L’émission s’arrêta net.” 

 

Ça s’est passé le 7 décembre 1936. Ce jour-là, la France perdait son plus bel oiseau et le monde son plus fidèle chevalier. Joseph Kessel écrira deux ans plus tard ce que ses amis ne voulurent pas croire : à l’aube de ses 35 ans, Mermoz n’était plus. Il donnerait plus tard son nom au lycée français de Buenos Aires, ville dans laquelle il vécut plusieurs années.

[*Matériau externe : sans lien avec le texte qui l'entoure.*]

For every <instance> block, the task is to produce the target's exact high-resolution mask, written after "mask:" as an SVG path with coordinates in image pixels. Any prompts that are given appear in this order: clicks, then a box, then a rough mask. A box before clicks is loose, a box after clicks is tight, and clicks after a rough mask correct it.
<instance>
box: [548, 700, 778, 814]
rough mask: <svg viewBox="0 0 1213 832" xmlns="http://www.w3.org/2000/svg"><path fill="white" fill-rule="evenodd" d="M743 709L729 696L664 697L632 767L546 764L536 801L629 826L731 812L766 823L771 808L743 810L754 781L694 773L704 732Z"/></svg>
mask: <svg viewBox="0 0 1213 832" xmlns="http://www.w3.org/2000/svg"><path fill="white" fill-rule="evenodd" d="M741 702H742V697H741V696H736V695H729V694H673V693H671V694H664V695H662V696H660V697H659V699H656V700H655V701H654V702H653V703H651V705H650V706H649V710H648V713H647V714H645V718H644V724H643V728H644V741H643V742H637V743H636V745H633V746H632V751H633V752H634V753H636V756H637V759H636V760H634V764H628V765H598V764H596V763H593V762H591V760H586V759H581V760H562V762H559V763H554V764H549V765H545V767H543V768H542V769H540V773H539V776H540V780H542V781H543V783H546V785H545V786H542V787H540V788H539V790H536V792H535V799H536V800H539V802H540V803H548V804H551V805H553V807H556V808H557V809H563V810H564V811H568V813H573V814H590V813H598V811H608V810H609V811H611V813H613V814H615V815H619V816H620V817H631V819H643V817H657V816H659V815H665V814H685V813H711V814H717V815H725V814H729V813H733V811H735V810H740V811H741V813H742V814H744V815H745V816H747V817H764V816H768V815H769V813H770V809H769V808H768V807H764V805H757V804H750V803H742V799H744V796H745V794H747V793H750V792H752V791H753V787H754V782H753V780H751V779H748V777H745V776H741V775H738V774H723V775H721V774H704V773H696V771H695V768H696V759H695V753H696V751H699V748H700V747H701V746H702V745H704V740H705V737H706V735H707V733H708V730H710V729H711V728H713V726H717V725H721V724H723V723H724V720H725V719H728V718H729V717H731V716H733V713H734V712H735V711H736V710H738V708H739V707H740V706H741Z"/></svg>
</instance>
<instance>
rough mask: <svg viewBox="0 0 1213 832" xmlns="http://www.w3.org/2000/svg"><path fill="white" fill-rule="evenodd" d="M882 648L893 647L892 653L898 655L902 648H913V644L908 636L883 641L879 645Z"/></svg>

Parti avec son équipage, Jean Mermoz mettait le cap sur l’Océan en direction de Natal, au Brésil. Cette route, celle de l’Amérique du Sud, le jeune pilote l’avait longtemps rêvée. La carte aérienne du continent, il l’a presque dessinée seul, il en aura parcourue tous les chemins, tous les climats, toutes les étoiles. Il a ouvert la voie à l’Aéropostale qui compta parmi elle les pilotes les plus illustres de France, dont cet ami rencontré dans le désert sur la ligne Casablanca-Dakar, un certain Antoine de Saint-Exupéry.

 

La vocation du ciel

Contrairement à Saint-Exupéry, Jean Mermoz découvre sa vocation sur le tard, après s’être rêvé artiste. C’est à l’armée que le jeune homme découvre sa passion pour les avions. Engagé en Syrie, il survole pendant plus d’un an et demi le désert. De retour au pays, sans le sou à Paris où il est seul, Mermoz tente par tous les moyens d’intégrer une compagnie aérienne. Malgré cette période où il connut la faim et la tristesse, il est appelé à la base de Toulouse-Montaudran par la compagnie Latécoère, qui relie Toulouse à Casablanca.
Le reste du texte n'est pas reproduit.